Expanding robotic capabilities

Many robotic innovations geared toward disabled people focus on pragmatic activities of daily living, such as getting dressed, brushing teeth, or preparing meals. Although these technologies are important, Short’s work also fulfills an often-overlooked area of life for disabled people. Her work emphasizes creative or entertainment-based tasks – such as painting or cake decorating – that improve the quality of life for users by offering opportunities for creativity and joy. “I want to push back against the limited vision of disability that engineers tend to have,” she says. As a result, her work acknowledges disabled users as multifaceted people with autonomy, preferences, and style.

In a recent study, Short and a team of Tufts researchers programmed a robot to perform a painting task. The robot took care of the technical aspects, but users were given control over the style of the painting. By maintaining partial control over the final results, users were able to express themselves creatively with the robot. The research from this study will be presented along with two other recent papers from Short’s lab at the upcoming Association for Computing Machinery/Institute of Electrical and Electronics Engineers Conference on Human Robot Interaction in Boulder, CO.

Shifting the paradigm of how robots and humans can work together requires an open mindset. Short advocates for engineers to recognize the influence of their own life experiences on their engineering decisions. “If engineers aren’t aware that the decisions that they’re making are driven by their perspective, background, values, and experiences, then they end up thinking that the decision that they made was somehow objectively perfect, when in fact they are actually baking this particular perspective into what they’re doing,” she says.
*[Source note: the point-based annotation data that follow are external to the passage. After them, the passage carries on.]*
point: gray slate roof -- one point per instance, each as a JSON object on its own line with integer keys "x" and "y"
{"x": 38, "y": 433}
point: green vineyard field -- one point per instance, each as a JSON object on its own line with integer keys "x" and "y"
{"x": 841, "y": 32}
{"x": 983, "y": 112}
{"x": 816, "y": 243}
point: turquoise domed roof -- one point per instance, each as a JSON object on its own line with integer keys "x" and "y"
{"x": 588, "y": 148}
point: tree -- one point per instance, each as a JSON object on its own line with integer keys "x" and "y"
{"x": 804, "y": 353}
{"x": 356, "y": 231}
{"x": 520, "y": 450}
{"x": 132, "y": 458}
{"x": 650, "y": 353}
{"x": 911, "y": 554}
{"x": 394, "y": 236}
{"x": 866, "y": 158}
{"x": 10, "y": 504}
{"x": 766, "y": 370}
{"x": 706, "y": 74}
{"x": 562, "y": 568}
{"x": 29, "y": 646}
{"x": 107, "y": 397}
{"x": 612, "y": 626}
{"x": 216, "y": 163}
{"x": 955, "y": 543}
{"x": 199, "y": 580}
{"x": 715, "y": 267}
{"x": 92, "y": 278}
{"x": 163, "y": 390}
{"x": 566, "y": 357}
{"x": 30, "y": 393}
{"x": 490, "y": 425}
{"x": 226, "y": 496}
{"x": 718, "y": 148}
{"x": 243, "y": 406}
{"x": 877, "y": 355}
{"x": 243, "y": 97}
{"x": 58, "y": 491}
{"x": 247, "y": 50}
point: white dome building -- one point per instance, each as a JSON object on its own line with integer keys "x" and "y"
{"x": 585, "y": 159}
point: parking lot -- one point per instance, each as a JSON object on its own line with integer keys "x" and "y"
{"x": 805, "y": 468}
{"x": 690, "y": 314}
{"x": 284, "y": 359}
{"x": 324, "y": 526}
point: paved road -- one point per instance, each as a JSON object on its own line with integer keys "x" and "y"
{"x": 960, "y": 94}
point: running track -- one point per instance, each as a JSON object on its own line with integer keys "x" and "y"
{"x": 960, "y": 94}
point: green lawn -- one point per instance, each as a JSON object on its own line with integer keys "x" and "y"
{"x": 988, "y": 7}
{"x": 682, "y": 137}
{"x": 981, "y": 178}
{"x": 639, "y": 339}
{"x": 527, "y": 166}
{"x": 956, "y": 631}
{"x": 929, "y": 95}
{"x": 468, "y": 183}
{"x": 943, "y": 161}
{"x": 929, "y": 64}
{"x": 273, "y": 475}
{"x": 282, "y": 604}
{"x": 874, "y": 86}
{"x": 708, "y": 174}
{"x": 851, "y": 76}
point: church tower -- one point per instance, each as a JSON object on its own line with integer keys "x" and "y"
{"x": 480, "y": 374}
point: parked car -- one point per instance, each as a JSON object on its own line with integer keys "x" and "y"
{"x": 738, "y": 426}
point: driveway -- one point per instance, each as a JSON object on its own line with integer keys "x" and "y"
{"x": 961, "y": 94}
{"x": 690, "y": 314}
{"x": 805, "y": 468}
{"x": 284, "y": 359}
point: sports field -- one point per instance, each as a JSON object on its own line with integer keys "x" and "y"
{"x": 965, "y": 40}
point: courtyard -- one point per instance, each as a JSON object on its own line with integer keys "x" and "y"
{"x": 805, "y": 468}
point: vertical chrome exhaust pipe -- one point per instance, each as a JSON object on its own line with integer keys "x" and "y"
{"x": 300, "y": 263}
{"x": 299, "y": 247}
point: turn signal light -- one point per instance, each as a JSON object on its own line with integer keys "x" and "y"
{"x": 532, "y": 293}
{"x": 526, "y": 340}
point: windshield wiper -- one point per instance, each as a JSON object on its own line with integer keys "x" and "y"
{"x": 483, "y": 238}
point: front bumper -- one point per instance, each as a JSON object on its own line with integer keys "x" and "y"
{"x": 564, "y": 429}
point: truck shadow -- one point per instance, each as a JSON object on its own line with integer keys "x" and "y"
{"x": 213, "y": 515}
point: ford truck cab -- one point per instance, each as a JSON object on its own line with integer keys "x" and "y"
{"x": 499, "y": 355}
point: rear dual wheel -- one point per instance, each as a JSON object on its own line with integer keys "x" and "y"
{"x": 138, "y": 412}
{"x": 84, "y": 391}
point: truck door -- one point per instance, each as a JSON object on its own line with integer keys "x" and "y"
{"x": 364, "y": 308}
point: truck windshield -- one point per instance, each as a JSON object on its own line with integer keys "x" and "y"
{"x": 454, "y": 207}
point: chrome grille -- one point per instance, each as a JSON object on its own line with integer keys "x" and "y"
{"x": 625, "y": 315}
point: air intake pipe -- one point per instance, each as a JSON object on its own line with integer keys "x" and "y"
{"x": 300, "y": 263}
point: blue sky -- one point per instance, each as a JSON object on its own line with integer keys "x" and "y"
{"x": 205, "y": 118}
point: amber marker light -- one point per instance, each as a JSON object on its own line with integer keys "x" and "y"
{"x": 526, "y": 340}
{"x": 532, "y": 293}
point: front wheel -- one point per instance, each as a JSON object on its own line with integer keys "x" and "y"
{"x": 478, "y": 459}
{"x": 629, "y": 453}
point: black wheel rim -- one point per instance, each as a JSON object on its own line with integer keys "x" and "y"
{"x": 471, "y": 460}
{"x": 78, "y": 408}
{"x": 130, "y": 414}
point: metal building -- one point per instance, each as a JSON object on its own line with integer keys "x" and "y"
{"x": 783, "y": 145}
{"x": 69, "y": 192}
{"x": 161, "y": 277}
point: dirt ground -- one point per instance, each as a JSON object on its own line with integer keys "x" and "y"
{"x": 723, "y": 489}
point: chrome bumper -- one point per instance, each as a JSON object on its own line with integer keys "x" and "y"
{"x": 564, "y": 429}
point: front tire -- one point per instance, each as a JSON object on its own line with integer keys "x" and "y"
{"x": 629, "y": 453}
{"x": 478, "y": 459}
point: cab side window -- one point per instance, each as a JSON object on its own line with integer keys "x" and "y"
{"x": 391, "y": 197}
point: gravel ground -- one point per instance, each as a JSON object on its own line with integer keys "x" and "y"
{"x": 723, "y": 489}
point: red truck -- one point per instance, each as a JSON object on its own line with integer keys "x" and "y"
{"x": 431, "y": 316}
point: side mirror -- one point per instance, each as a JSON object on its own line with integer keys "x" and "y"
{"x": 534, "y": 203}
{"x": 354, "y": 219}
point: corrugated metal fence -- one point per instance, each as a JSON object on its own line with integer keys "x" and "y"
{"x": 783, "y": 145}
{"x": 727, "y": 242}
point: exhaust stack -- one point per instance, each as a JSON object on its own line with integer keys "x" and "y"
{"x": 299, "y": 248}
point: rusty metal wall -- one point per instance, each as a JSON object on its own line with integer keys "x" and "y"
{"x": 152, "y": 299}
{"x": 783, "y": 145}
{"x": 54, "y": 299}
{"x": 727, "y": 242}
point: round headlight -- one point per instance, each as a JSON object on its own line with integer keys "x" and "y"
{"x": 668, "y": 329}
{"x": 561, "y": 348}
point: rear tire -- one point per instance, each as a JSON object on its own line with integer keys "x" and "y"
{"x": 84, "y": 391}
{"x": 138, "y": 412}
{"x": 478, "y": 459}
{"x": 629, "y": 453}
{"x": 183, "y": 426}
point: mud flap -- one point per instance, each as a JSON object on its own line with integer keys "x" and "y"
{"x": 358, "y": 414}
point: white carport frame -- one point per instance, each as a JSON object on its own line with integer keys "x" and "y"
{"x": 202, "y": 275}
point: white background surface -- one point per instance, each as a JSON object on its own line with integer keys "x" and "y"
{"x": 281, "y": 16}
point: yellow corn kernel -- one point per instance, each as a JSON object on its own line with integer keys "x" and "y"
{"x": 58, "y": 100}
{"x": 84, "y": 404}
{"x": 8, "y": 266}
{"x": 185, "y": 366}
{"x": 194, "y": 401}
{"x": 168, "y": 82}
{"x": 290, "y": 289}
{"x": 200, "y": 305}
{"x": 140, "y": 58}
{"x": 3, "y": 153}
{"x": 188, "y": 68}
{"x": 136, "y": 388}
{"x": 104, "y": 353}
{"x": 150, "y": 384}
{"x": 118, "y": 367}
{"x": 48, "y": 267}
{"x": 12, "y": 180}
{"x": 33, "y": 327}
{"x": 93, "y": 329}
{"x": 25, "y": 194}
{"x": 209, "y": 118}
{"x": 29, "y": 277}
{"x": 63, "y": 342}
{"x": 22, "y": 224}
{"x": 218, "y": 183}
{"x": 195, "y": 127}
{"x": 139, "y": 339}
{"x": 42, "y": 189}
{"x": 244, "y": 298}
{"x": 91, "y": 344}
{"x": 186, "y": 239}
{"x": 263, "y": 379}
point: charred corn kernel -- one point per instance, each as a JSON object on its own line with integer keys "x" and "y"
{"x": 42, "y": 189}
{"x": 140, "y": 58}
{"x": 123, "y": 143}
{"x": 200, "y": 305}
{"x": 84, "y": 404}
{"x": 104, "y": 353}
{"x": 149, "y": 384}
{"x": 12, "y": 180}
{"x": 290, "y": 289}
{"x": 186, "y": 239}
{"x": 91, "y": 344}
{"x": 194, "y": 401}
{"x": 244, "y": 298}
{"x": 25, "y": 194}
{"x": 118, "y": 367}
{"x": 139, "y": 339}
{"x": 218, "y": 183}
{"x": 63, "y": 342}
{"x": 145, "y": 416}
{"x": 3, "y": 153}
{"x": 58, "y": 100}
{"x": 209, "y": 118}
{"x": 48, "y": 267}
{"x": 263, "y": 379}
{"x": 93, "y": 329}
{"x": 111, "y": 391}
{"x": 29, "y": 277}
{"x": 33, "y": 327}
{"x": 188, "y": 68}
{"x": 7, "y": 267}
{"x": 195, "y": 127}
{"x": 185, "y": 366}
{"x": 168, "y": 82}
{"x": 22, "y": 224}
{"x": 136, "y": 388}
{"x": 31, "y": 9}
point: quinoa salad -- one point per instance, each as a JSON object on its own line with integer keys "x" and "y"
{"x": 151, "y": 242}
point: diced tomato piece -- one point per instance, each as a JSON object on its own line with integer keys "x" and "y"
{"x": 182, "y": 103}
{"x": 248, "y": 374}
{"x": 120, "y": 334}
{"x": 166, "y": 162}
Short continues to challenge assumptions about disability and technology and work towards a future in which technology is designed with fluidity in mind. She regularly collaborates with fellow Tufts faculty members including Karol Family Applied Technology Professor Matthias Scheutz and Assistant Professor Jivko Sinapov, both of the Department of Computer Science, as well as Assistant Professor Trevion Henderson and John R. Beaver Professor Chris Rogers, both of the Department of Mechanical Engineering.

Studying the relationship between humans and robots

Short embeds her values in her research methods by testing her robots in real-world situations to include a more diverse range of users and more natural interaction patterns than a traditional lab setting. For example, researchers in Short’s lab recently deployed a robotic arm in the lobby of the Joyce Cummings Center on Tufts’ Medford/Somerville campus. The arm used a standard algorithm for assistive devices, but tried to “help” the user towards the wrong goal, to test users’ ability to identify and correct issues with the robot’s performance.

The researchers found that, by and large, users noticed the robots’ shortcomings and adapted to the situation to achieve the objective they wanted, despite the faulty behavior. “They’re not just passively letting the assistance happen, but they’re actually actively reasoning about it and trying to make things happen,” said Short. Reframing the relationship between humans and robots to value human users’ participation in robotic functioning could lead to powerful results, Short says. “If we treat users as being intentional and smart, reasoning about the way the system works and trying to optimize for the whole system, what more could we do with that?”